Cette méfiance provient du refus du gouvernement iranien d'être transparent sur ses propres échecs récents. En janvier, le CGRI a accidentellement abattu un avion de ligne, mais les responsables iraniens ont nié toute responsabilité dans cet incident pendant plusieurs jours.
Cette tragédie a exacerbé un déficit de confiance existant entre les Iraniens et leur gouvernement, alors que le pays se dirige vers la pire pandémie que le monde ait connue depuis un siècle.
Rohani a lui aussi reconnu le « manque de confiance préjudiciable envers les institutions publiques, et le ministère de la Santé en particulier ».
Plus les gens se méfient de la manière dont le gouvernement gère la pandémie de COVID-19 en Iran, plus notre situation sera mauvaise, a-t-il déclaré lors de l'annonce des dernières fermetures.
Le manque de transparence sur les taux d'infection a également ébranlé la confiance déjà précaire du public dans les données gouvernementales.
Bien que le gouvernement annonce chaque jour les statistiques sur les nouveaux cas d'infection et les décès liés à la COVID, la plupart des membres du public pensent que les chiffres sont beaucoup plus élevés que ce qui est annoncé, comme ce fut le cas en août.
Le CGRI est incapable de gérer le virus
En août, une source iranienne anonyme a divulgué des données officielles à la BBC, indiquant qu'à 415 024, le nombre d'infections à la COVID-19 en juillet était près de deux fois supérieur au chiffre officiel publié par la République islamique.
Et avec environ 44 000 personnes, le chiffre divulgué sur le nombre de décès était trois fois plus élevé que les chiffres officiels.
Les institutions gouvernementales iraniennes ont peu fait pour démontrer leur compétence dans la gestion de la crise, ce qui a encore ébranlé la confiance du public. En mars, le Corps des Gardiens de la révolution islamique (CGRI) avait ainsi annoncé avoir construit un « détecteur de virus » de la COVID-19.
Le ministère iranien de la Santé et l'Agence nationale de l'alimentation et des médicaments ont rejeté la nouvelle, que Hesameddin Ashena, l'un des principaux collaborateurs de Rohani, a qualifiée de « coup de propagande ».

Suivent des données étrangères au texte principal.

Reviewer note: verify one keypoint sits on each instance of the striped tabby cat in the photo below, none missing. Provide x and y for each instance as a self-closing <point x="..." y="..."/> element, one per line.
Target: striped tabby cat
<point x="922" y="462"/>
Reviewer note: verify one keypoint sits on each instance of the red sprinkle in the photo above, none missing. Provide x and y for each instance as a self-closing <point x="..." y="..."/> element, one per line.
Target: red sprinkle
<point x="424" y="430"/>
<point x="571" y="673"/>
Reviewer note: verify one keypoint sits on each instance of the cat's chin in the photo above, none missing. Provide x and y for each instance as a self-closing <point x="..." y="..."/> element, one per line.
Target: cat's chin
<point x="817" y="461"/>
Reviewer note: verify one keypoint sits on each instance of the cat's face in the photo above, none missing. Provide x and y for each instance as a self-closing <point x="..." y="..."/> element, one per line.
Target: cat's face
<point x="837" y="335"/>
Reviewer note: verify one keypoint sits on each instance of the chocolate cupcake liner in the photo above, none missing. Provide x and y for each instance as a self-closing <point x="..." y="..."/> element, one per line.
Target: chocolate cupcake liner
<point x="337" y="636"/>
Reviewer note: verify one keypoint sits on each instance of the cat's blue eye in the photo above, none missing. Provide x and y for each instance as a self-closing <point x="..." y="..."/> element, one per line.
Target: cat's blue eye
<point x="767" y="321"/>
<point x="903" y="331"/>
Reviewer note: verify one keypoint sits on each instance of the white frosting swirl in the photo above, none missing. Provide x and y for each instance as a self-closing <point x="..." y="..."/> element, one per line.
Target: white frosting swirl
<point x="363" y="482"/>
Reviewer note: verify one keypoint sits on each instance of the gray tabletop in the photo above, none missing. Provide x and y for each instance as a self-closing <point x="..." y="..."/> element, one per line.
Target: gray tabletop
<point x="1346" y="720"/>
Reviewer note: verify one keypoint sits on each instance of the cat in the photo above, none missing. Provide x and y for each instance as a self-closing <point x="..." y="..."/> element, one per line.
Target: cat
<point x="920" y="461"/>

La Société iranienne de physique, un organisme indépendant de scientifiques, a déclaré que cette annonce était « aussi crédible que la science-fiction ».
« Je ne pense pas que l'objectif du CGRI soit d'aider le peuple iranien », a indiqué un ancien analyste de la marine iranienne sous condition d'anonymat.
En mai, le général de brigade du CGRI Ali-Akbar Pourjamshidian avait déclaré que le groupe avait mis en place « cinq centres de tests [de la COVID-19] » en Iran.
Pourjamshidian avait ajouté que le CGRI et l'armée conventionnelle iranienne (l'Artesh) « travaillent main dans la main pour combattre » le virus, et que l'Hôpital des forces terrestres du CGRI « est en train d'être équipé de 45 lits de soins intensifs et peut maintenant examiner 400 patients à la fois ».
« Le CGRI aime intervenir dans ces situations pour améliorer son image », a déclaré l'ancien analyste de la marine. « Ils le font pour leur propre bénéfice. Le gouvernement n'a pas assez de ressources, alors le CGRI intervient et importe des vaccins ou des médicaments de Chine, par exemple. »
Le CGRI stocke les vaccins ou les médicaments importés et les vend au marché noir pour faire des bénéfices. Pendant ce temps, les Iraniens paient des centaines de milliers de rials pour des masques et d'autres équipements, a rapporté l'analyste à Al-Mashareq.
En septembre, Saeed Namaki, ministre iranien de la Santé, a déclaré que la Banque centrale d'Iran (BCI) n'avait toujours pas versé au ministère plus de 700 millions de dollars sur le milliard que le gouvernement de Rohani avait alloué à la lutte contre la COVID-19.
Le gouverneur de la BCI, Abdolnaser Hemmati, avait déclaré à l'époque que « le gouvernement n'avait pas d'autre choix que de refuser certaines demandes, même si elles peuvent être légitimes », un aveu indirect que le gouvernement n'avait pas les ressources financières pour lutter contre le virus. Malgré cela, les partisans de la ligne dure en Iran ont rejeté l'aide de la communauté internationale.